- Born: Bryan Leonard Isacks July 25, 1936 New Orleans, Louisiana, U.S.
- Died: September 9, 2026 (aged 90) Ithaca, New York, U.S.
- Education: Columbia University (A.B. 1958; PhD 1965)
- Awards: Fellow, American Geophysical Union (1976) Fellow, American Association for the Advancement of Science (2001) Walter H. Bucher Medal (2014)
- Scientific career
- Fields: Geophysics, seismology, plate tectonics
- Workplaces: Columbia University Cornell University
- Doctoral advisor: Jack Oliver

= Bryan Isacks =

American geophysicist (1936–2026)

Bryan Leonard Isacks (July 25, 1936 – September 9, 2026) was an American geophysicist who played an important role in providing seismological evidence for the theory of plate tectonics in the late 1960s.

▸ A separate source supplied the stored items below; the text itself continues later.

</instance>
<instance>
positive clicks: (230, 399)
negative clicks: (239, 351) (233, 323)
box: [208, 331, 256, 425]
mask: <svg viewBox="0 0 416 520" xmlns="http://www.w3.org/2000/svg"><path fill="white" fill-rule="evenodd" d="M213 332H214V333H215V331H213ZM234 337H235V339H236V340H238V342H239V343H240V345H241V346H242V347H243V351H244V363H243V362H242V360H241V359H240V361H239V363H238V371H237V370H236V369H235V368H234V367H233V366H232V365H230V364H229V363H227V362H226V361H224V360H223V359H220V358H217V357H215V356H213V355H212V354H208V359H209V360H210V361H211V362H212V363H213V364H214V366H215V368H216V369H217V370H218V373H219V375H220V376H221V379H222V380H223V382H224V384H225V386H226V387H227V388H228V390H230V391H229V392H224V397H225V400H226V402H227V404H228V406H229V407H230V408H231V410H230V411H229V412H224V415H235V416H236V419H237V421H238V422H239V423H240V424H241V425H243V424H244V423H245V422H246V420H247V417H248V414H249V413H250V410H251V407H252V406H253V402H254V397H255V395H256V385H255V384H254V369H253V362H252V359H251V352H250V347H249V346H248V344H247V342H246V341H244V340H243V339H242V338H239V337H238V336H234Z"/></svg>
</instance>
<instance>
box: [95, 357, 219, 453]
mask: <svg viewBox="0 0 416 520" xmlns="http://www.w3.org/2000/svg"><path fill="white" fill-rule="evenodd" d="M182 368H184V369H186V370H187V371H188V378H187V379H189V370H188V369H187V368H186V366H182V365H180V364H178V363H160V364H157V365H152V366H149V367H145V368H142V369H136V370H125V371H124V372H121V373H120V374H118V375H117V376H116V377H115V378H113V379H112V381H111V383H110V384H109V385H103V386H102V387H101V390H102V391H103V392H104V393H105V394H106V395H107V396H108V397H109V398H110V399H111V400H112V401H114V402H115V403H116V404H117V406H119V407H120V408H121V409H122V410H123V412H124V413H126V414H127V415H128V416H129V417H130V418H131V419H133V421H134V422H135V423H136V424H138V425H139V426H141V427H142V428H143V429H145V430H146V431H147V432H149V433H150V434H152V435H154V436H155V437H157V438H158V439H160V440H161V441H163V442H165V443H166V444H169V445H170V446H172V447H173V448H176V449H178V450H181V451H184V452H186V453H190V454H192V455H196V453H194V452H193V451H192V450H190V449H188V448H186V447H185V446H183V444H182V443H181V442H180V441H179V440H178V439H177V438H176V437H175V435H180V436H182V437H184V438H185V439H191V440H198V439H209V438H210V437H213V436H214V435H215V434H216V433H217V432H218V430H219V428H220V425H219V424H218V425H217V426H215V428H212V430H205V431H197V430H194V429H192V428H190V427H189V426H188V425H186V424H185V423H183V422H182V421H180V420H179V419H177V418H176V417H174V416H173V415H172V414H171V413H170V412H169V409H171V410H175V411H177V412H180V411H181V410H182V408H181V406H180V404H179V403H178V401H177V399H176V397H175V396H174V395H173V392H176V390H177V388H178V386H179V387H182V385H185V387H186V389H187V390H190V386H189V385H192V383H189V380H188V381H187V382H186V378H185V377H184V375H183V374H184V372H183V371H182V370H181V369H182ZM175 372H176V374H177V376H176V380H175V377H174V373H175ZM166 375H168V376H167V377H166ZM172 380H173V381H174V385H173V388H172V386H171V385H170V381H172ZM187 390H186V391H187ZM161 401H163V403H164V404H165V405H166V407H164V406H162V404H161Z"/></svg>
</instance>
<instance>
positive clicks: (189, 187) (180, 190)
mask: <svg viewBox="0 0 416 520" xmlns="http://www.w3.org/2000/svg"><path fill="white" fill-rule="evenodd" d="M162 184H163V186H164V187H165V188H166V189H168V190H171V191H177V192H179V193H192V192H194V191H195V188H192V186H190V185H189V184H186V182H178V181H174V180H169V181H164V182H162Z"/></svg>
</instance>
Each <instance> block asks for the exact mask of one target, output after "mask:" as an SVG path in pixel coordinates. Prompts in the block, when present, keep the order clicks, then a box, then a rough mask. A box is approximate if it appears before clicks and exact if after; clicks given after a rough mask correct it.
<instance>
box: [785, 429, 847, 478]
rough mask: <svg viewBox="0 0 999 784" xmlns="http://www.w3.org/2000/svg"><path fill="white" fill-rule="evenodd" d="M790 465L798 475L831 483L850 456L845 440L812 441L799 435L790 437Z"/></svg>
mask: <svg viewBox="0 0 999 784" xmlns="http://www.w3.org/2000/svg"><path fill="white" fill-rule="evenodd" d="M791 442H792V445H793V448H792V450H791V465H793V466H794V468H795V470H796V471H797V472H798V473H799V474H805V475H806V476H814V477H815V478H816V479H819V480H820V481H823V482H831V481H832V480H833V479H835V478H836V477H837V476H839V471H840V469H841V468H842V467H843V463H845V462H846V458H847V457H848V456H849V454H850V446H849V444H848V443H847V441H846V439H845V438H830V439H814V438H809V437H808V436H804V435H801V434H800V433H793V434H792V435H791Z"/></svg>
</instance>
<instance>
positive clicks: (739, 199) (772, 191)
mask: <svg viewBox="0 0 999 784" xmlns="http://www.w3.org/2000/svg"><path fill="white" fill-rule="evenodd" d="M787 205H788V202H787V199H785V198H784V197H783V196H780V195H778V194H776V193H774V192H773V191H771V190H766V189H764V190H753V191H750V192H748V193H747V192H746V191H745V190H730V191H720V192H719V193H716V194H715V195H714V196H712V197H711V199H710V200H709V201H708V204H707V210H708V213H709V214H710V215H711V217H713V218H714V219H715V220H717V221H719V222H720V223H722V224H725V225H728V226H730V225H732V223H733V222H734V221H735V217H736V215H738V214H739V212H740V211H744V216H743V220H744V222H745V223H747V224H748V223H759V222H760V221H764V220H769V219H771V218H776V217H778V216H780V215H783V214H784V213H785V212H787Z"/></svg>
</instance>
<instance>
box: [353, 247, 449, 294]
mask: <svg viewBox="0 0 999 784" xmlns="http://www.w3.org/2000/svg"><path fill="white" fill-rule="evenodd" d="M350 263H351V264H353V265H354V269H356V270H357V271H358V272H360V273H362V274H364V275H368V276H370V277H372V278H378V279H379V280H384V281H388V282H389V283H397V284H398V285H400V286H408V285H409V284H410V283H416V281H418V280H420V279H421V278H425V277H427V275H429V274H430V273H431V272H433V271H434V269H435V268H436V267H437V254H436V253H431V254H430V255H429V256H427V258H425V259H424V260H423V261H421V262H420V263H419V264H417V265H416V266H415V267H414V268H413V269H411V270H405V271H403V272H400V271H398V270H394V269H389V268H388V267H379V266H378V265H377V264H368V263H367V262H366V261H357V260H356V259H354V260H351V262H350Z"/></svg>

He was a professor of geological sciences at Cornell University from 1971 until his retirement in 2008. In 2014, Isacks was awarded the Walter H. Bucher Medal of the American Geophysical Union in recognition of his contributions to geophysics, and the understanding of the geological process of subduction.

==Life and career==
Isacks was born in New Orleans on July 25, 1936, to Leonard Smith Isacks and Sue Bryan Isacks. His father died in World War II when Isacks was eight years old.

In 1954, Isacks went to Columbia University, with a scholarship and attracted by the campus location in New York City. He graduated in 1958 with a B.A. degree in physics and geology. During the summer of 1957, Jack Oliver, who was a geophysicist at Columbia University's Lamont Geological Observatory, hired Isacks to help run the Arctic field station Ice Station Alpha, on a drifting iceberg known as Fletcher's Ice Island, or T3. Isacks spent a second summer and fall season there in 1958, before starting graduate study at Lamont in January 1959. Isacks completed his PhD on high-frequency shear waves under Oliver's supervision in 1964, and was awarded the degree in 1965.

After his PhD, Isacks continued working with Oliver, this time searching for the signs of deep earthquakes in networks of newly installed seismometers. He relocated to Suva, Fiji in September 1964, was joined later by his family, and remained in Fiji until late 1965, collecting seismic data from earthquakes that had originated deep below South America. These data led Isacks, Oliver and Lynn Sykes, another researcher at Lamont, to recognise that these deep earthquakes traced the location of a slab of tectonic plate which was sinking deep into Earth's mantle.

In 1968, Isacks published a landmark paper jointly with Oliver and Sykes, in which they argued that a "comprehensive study of the observations of seismology provides widely based strong support for the new global tectonics". This is now regarded as a formative paper in the acceptance of the theory of plate tectonics. A footnote to the paper indicates that the three authors drew lots to decide the order of the author list.

He joined the faculty of Cornell University in 1971, and was director of the institute for the study of the continents. Here Isacks developed an explanatory theory for the uplift and tectonics of the Altiplano of the Central Andes in South America. He was chair of the geological sciences department from 1994 to 2003, and was the William and Katherine Snee Professor of Geological Sciences.

Isacks died on September 9, 2026, at the age of 90.

==Recognition and legacy==
In 1998, Isacks recorded an oral history interview for the American Institute of Physics Niels Bohr Library and archives digital collections. This interview documents his recollections of his time at Lamont in the late 1960s, and the developments in seismology and plate tectonics during this time.

Isacks was elected a Fellow of the American Geophysical Union in 1976, and a Fellow of the American Association for the Advancement of Science in 2001.

In 2006, Cornell's department of earth and atmospheric sciences hosted a symposium over three days to celebrate Isacks contributions to geoscience, to mark his 70th birthday and the start of his retirement.

In 2014, Isacks was awarded the Walter Bucher medal of the American Geophysical Union, for his contributions to the study of the subduction of the oceanic plates.